Credit notification (e-Collect)
An e-Collect virtual account is a real bank account number that Omniware allocates to you, into which customers (or your own team) can deposit money via UPI / IMPS / NEFT / RTGS. Each inbound credit fires this webhook.
The credit is reflected in your disbursement balance automatically.
Sample payload
{
"notify": {
"status": "CREDITED",
"ecollect_accout_no": "333112261000",
"bank_reference_number": "205644248481",
"transfer_type": "UPI",
"transaction_date": "2022-02-25 18:13:19",
"transaction_amount": 1,
"remitter_name": "AKSHAY KUMAR",
"remitter_account_number": "00001220345016666",
"remitter_ifsc_code": "SBIN0014000",
"remitter_note": "NA",
"api_key": "YOUR_API_KEY",
"hash": "9B28C03820ED2AB17990AE64ADD4080A66DEAFB80ED1AC097538D1C29096F1696B9A07662259D2F60DACDEDB1FF7EEF4DB8E5388806883F662DA8AE7533CF18D"
}
}
The Fund Transfer source guide prose calls the allocated virtual account ecollect_account_number, but the sample webhook payload uses the misspelled key ecollect_accout_no. This page keeps the sample wire key verbatim; confirm your live callback shape before parsing only one spelling.
Verifying the hash
The hash is computed over the inner notify object (everything except the hash field) with the standard SHA512(salt + json_of_body) convention.

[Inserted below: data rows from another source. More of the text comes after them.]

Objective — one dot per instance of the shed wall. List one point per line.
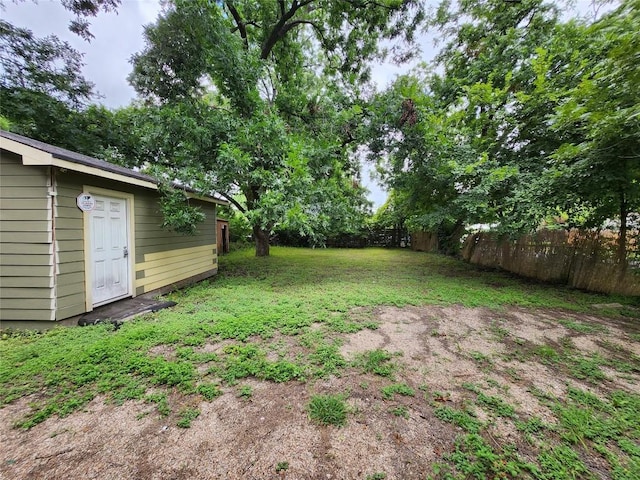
(27, 290)
(161, 257)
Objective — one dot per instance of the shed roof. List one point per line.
(35, 152)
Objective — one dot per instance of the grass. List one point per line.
(283, 319)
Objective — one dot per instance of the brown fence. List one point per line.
(424, 241)
(584, 260)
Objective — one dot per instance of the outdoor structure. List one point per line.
(77, 232)
(223, 236)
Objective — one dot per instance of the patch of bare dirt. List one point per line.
(443, 353)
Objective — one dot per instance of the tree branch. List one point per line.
(240, 25)
(234, 202)
(277, 32)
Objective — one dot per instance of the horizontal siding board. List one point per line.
(70, 278)
(184, 257)
(65, 223)
(24, 259)
(70, 311)
(26, 282)
(70, 256)
(25, 249)
(67, 202)
(163, 283)
(70, 245)
(24, 180)
(68, 212)
(9, 271)
(70, 289)
(175, 274)
(25, 226)
(7, 314)
(176, 252)
(32, 215)
(170, 266)
(33, 303)
(11, 292)
(70, 267)
(40, 203)
(23, 192)
(26, 237)
(75, 234)
(71, 300)
(151, 245)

import crypto from "node:crypto";
app.post("/webhooks/omniware/credit", express.json(), (req, res) => {
const { notify } = req.body;
const sent = notify.hash;
const { hash, ...rest } = notify;
const computed = crypto
.createHash("sha512")
.update(process.env.OMNIWARE_SALT + JSON.stringify(rest))
.digest("hex")
.toUpperCase();
if (sent !== computed) return res.status(400).end();
// idempotent processing keyed on bank_reference_number
res.sendStatus(200);
});
Using the deposit
Use the remitter_account_number + transaction_amount to match the credit against an invoice or wallet top-up on your side. The balance is automatically available for Fund Transfer calls.
Make sure the source bank account is whitelisted (see Whitelist source account). Inbound credits from non-whitelisted accounts are bounced.